A study by the European Parliament in 2025 recommended that future improvements to the GHRSR should broaden the geographic and thematic scope to include more diverse violations and regions due to the current dominance of sanctions imposed on Russian nationals and entities. In addition, the report also mentions the lack of de-listing pathways (other than court challenges or death) which reduces incentives for behavioural change on the part of designees. Finally, the participation of civil society actors in proposing names for designation should be strengthened through the establishment of formal channels for proposals.

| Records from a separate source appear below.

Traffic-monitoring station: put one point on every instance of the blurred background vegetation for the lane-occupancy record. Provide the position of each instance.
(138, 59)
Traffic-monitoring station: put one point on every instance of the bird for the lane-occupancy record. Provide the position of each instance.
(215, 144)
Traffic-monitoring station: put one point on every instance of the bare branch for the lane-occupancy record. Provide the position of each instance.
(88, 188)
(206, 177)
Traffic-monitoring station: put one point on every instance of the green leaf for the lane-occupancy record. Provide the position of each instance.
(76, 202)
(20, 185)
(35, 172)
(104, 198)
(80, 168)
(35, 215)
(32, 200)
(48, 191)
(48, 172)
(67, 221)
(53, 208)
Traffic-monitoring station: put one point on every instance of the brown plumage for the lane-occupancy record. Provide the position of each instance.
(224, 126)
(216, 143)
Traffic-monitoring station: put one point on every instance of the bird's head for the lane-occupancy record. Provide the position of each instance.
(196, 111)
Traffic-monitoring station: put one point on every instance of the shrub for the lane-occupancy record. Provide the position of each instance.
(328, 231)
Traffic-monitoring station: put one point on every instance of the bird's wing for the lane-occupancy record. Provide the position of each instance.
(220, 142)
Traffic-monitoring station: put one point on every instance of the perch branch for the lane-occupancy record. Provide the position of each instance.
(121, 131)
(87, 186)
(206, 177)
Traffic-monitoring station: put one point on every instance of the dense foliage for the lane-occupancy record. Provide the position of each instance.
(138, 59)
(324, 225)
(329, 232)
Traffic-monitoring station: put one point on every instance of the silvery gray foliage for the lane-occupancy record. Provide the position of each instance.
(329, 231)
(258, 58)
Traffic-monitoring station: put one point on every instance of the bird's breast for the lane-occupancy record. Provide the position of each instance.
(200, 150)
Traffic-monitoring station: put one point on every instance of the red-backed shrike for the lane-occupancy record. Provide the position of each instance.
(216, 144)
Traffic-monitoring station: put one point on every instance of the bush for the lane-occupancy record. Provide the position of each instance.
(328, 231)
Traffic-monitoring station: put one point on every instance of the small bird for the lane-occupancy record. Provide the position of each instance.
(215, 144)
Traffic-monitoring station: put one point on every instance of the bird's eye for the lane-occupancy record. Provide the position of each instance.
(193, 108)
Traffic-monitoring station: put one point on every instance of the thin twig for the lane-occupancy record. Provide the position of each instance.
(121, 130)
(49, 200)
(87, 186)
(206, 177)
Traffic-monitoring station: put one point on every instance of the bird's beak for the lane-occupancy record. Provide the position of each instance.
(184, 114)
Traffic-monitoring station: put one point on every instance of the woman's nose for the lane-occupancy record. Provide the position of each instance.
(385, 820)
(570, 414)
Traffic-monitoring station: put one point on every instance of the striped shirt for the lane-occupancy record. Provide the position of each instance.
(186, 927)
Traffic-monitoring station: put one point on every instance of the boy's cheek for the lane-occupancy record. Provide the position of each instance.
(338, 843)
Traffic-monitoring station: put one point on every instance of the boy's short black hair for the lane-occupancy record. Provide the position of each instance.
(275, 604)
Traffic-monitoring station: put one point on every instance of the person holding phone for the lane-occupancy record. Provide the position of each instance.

Based on the above mentioned challenges and recommendations, we might get the feeling that much remains to be done in this policy field. Nevertheless, the early legal initiatives, as well as the first coordination efforts among human rights sanctions regimes, should not be underestimated, because these are meaningful legal steps against international human rights abuses. Piece by piece, the international community is creating the legal mechanisms to finally give effect to the fundamental rights of human beings as envisaged in the Universal Declaration of Human Rights ratified almost 80 years ago.